The Mueller wild card
One thing that makes this Supreme Court fight different from the ones during the Bush or Obama years is the Mueller probe. The president’s 2016 campaign — and the president himself — is under investigation for its possible ties to Russian interests.
And if there’s a significant development in the next month — like another indictment or guilty plea — could Democrats make the case to the public that the president shouldn’t be able to appoint a justice to the court who will probably have to rule on some aspect of the Mueller probe?
Right now, this is just speculation. But it’s also a real wild card.

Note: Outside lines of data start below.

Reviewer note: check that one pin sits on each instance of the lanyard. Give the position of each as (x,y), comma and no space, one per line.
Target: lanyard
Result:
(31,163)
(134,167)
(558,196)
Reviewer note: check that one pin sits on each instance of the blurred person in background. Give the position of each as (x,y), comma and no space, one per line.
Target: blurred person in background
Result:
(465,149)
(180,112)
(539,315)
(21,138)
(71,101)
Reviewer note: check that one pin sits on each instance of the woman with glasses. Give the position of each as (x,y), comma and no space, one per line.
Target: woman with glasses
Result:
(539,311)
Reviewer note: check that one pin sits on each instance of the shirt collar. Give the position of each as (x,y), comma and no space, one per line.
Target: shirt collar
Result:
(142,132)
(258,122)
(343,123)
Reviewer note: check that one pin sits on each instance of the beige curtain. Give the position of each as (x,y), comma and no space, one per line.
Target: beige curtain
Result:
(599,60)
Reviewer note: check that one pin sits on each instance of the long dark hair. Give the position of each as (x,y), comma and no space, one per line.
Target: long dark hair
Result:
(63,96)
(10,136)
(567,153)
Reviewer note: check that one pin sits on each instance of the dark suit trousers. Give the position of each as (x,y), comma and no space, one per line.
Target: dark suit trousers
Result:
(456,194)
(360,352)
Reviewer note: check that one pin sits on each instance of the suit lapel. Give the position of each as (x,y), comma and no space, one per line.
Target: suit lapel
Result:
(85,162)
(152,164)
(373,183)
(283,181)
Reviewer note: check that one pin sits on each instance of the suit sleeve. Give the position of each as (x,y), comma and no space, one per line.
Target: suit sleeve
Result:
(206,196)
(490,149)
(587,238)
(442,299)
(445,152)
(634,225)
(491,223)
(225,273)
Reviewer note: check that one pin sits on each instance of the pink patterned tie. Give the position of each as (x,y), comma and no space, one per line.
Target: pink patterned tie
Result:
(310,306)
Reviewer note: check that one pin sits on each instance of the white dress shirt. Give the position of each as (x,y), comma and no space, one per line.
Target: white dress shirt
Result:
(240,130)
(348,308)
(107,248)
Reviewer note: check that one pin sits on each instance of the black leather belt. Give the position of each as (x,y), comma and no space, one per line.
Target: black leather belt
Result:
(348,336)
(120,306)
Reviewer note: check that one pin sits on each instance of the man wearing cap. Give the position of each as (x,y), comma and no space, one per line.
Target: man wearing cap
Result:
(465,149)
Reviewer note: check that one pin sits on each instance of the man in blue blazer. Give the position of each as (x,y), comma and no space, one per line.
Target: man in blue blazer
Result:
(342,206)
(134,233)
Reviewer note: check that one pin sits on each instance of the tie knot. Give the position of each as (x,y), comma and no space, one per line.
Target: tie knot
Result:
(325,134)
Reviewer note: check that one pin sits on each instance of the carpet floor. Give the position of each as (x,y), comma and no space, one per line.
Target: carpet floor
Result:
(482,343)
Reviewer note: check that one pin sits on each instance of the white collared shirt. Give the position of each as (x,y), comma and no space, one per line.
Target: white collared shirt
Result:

Here’s why this SCOTUS fight is so charged for Democrats
Former Obama strategist David Axelrod also summed up why this Supreme Court vacancy is so charged, especially for Democrats. “This @SCOTUS nomination will determine a lot about the nature of American life for a generation or more. Yet the decision will be made by a president who lost the popular vote and a Senate whose majority represents less than half of a deeply divided country,” he tweeted.
Another way to look at it: Republicans have lost the election or the popular vote to Democrats in SIX of the last SEVEN presidential contests. But they’re possibly on the verge of a permanent conservative-majority Supreme Court for another generation or two.
Throw in Mitch McConnell’s decision not to hold a vote — or even hearings — on Barack Obama’s Supreme Court pick in 2016, and it all raises an important question: How is this good for America’s democracy?
Yes, elections have consequences. Rules are rules (like the Electoral College deciding presidential contests, not the popular vote). And politics ain’t beanbag.
But how much strain does it put on a democracy when a political minority — at least when it comes to the popular vote — not only controls the Supreme Court, but also doesn’t allow the other party to get a hearing on their Supreme pick when they controlled the presidency?
This has been a very good week for Trump
If last week was a political disaster for President Trump, as our colleague Beth Fouhy observes, this week has been a winner. Victory at the Supreme Court with the travel ban. Victory at the Supreme Court over union dues. And now his chance to put another justice on the Supreme Court.
Experts: North Korea is expanding its nuclear research center
By the way, if it weren’t for the Supreme Court, this would be a MUCH bigger story right now. “North Korea continues to make improvements to a major nuclear facility, raising questions about President Donald Trump's claim that Kim Jong Un has agreed to disarm, independent experts tell NBC News,” per Ken Dilanian and Courtney Kube. “New satellite images made public by 38north, a web site devoted to analyzing North Korea, show that ‘improvements to the infrastructure at North Korea's Yongbyon Nuclear Scientific Research Center are continuing at a rapid pace,’ three 38north analysts concluded in a paper.”